Alors que le gouvernement allemand s’efforce de combler le trou budgétaire laissé par une récente décision de la Cour constitutionnelle, les solutions proposées au sein de la coalition tripartite divergent, mettant à l’épreuve les limites des partenaires de la coalition.
Un récent arrêt de la Cour constitutionnelle allemande a laissé un trou de 60 milliards d’euros dans les finances du pays. En effet, l’utilisation d’une dette qui avait été justifiée par la pandémie du Covid pour un fonds pour le climat et la transformation de l’économie à été jugé inconstitutionnelle. Alors que les trois partenaires de la coalition au pouvoir tentent de trouver les moyens adéquats pour combler le trou, les vieilles idéologies budgétaires resurgissent.
« Nous devrons faire face à trois grands blocs de coûts », a déclaré le ministre libéral (FDP) des Finances, Christian Lindner, au groupe de médias allemands Funke Mediengruppe samedi (2 décembre). Il s’agit des dépenses sociales, de l’aide internationale et des programmes de subventions, a-t-il expliqué.
En 2024, il manque 17 milliards d’euros, a expliqué M. Lindner, car les 60 milliards d’euros manquants devraient être répartis sur plusieurs années.
Les sociaux-démocrates (SPD) du chancelier Olaf Scholz, ont d’autres projets en tête, comme l’augmentation des impôts, malgré l’accord de coalition qui l’interdit, ou encore de recourir de nouveau au « frein à l’endettement » en 2024, une mesure qui avait été suspendue en raison de la pandémie de Covid et de la crise de l’énergie de 2020 à 2023.

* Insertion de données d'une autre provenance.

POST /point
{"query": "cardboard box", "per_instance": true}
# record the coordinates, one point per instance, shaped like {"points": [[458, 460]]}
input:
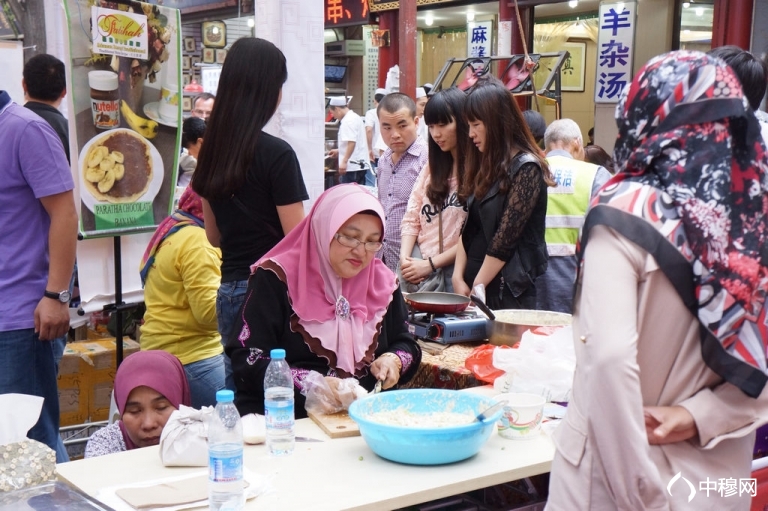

Le transfert de la dette inutilisée de Covid au fonds climatique n’ayant pas été possible, « pour nous, en tant que SPD, cela signifie naturellement que nous devons en parler», a déclaré Lars Klingbeil, chef de file du SPD, à l’agence de presse dpa.
M. Lindner et les libéraux ne sont toutefois pas satisfaits de voir M. Klingbeil entamer de telles discussions, car la promesse de ne pas augmenter les impôts était une condition pour que le FDP rejoigne la coalition gouvernementale.
« Les augmentations d’impôts ne sont pas seulement exclues à juste titre dans l’accord de coalition, elles seraient également tout à fait néfastes pour notre compétitivité », a déclaré Johannes Vogel, vice-président du FDP.
Il a également exclu la possibilité de suspendre le frein à l’endettement l’année prochaine. « L’État n’a pas de problème de revenus, mais il doit maintenant établir des priorités plus claires, prendre conscience de la nécessité des réformes et utiliser les ressources à sa disposition avec précision », a déclaré M. Vogel à la chaîne de télévision ntv.de.
Ces deux points essentiels seront également abordés lors de la conférence du SPD qui se tiendra le week-end prochain. Le SPD a l’intention d’y adopter une résolution visant à assouplir le frein à l’endettement et à augmenter les impôts des « super-riches ».